Surgery was done at UK to remove the tumor. A massive semi-circle of stitches replaced the hair on the side of Allen’s head. King said Allen’s head looked like a tennis ball.

Allen Vann, a firefighter in Midway, Ky., had a cancerous tumor removed from his head earlier this year. The tumor was the size of a lime, Vann said.
Allen Vann, a firefighter in Midway, Ky., had a cancerous tumor removed from his head earlier this year. The tumor was the size of a lime, Vann said.

Most of the tumor was removed through surgery, Allen said. However, there are lingering cancer cells. He’s going through radiation and chemotherapy to treat them. His doctors have been encouraged by his recovery, he said. So has Leslie, who was able to return to work full time while Allen recovered.

“He was doing so well that he didn’t need me to be home with him,” she said. “This is a big surgery and it can be pretty life-changing ... You wouldn’t know that he had all of this going on.”

Allen went back to his full-time job at Jim Beam last week. He’s a full-time mechanical specialist and works as an on-call captain for Midway’s volunteer fire department.

‘We’re going to carry on with life’

The cost of Allen’s treatment has gotten “up in the several hundred thousand dollars, and that’s not counting the surgery,” he said. Insurance covers a lot of that expense, he said, but the newlyweds are dealing with several thousand dollars worth of uncovered expenses. They’re not sure yet how much they’ll have to pay out of pocket for the surgery.

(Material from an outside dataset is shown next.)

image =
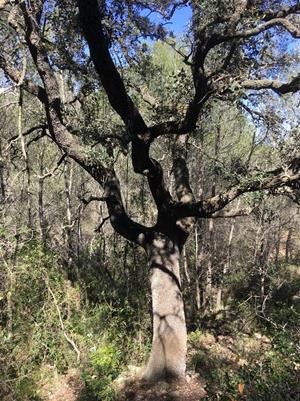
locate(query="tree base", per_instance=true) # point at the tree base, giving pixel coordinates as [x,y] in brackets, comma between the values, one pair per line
[190,388]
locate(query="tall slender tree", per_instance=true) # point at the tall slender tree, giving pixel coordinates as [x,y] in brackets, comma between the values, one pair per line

While they didn’t expect anyone to go out of their way to lend a hand, they’ve been grateful for King’s efforts and family members, who have tried to help with chores and errands.

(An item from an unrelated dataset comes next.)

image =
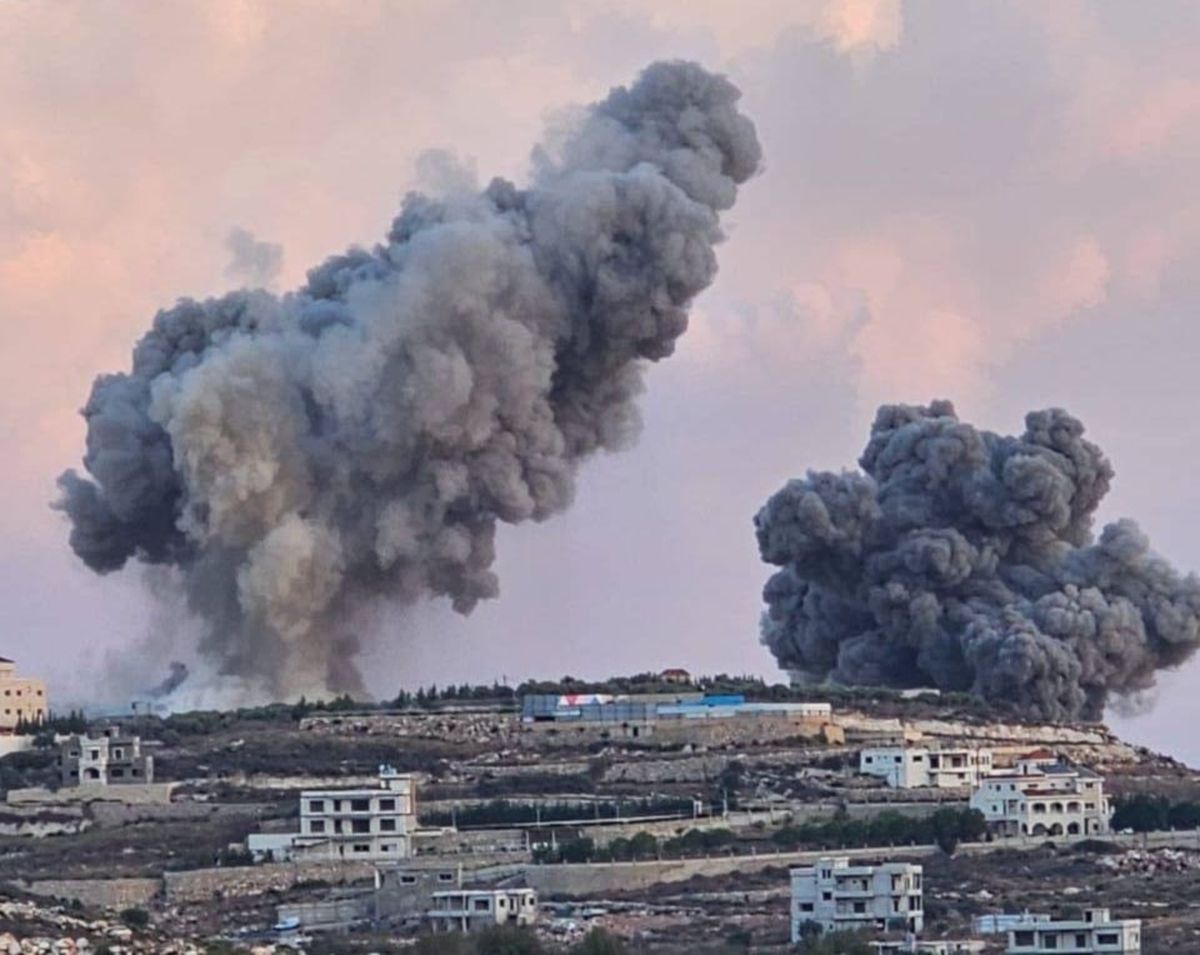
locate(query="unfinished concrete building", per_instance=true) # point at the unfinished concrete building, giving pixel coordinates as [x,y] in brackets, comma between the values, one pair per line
[375,823]
[109,760]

“We’re really good about saving money, so we had a decent emergency fund, which was really helpful when he had to take off the full 12 weeks for work,” Leslie said. “That was helpful, and then his family’s been great about doing things to help us.”

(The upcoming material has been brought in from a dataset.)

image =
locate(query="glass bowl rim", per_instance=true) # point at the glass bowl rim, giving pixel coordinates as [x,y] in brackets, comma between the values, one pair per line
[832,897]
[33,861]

Leslie and Allen were in the process of closing on their new home when they found out he had the tumor.

“I remember being in the ER and we were about to decide on closing on this current house that we bought. And I was like ‘I’m pretty sure if you don’t want to do this, this will get us out of the contract,’” Leslie said. “And he was like ‘no, we’re going to do this. We’re going to carry on with life.’”

‘I could not be consoled’

King’s mom died from cancer, so he already knew how much financial and emotional strain cancer can cause.

“Whenever I found out that there was a good chance I might lose my friend, I was just devastated,” he said. “I started crying ... I could not be consoled.”

His efforts to help his best friend will include two of Vann’s favorite things: eating and motorcycles.

The motorcycle rally and barbecue competition are scheduled for Saturday at 12 p.m. at Walter Bradley Park in Midway. The fees are $35 for an individual competing in the barbecue competition and $60 for a group. King said he’s also offering concessions and tables for people who want to promote their businesses. All proceeds will go to Vann.

Additionally, a GoFundMe page has been set up with a fundraising goal of $25,000.

“The entire city is coming to rally around Allen,” King said of Midway.